NYU contract faculty deserve a voice in the decisions that shape our working lives. We are unionizing because we want the right to resolve the issues laid out above in a democratic bargaining process led by rank-and-file faculty. Therefore, we call on NYU to respect contract faculty voices by signing an enforceable agreement to remain neutral as we freely decide for ourselves to certify our union. 

CFUUAW

Sign the Petition – Contract Faculty Deserve a Voice

In the past week over 200 of our colleagues have signed our petition calling on the university to honor scheduled salary increases and give contract faculty the option of extending current appointments and contract renewal dates by one year. Through their organizing efforts, lecturers at Harvard have already won an initial commitment to maintain their scheduled raises. 

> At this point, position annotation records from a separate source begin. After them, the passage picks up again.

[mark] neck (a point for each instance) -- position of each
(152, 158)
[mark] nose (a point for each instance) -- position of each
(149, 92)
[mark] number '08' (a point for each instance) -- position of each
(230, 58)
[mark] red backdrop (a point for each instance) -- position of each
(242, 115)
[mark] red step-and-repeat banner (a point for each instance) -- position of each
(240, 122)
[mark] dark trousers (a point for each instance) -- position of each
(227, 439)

If you have already signed, please share the petition with your colleagues; if not, please take a moment to sign here. 

Many of us have heard from chairs and deans that the Annual Merit Increase will not be offered this year, and we are all awaiting more information about NYU’s plans for fall semester. Universities across the country are grappling with questions about enrollment, and debating short and long-term strategies to carry out their educational missions in this new reality. The decisions made in the weeks and months ahead will affect every one of us. We believe that all members of the NYU community–faculty, staff, and students–must be meaningfully included in contingency planning.

Please respond to this email and let us know if your department or school has announced any changes to the summer and fall semesters. We also encourage you to contact us if you would like to discuss how we can organize around these issues together. 

Thank you to Adjuncts Come Together – UAW Local 7902, American Association of University Professors New York University Chapter, Student Labor Action Movement, Law Students for Economic Justice, and OPEIU Local 153 who have endorsed our petition. And to the prominent scholars that have promised to not accept invitations to institutions that do not “include non-tenure-track faculty and graduate workers in extensions of fixed-term contracts.”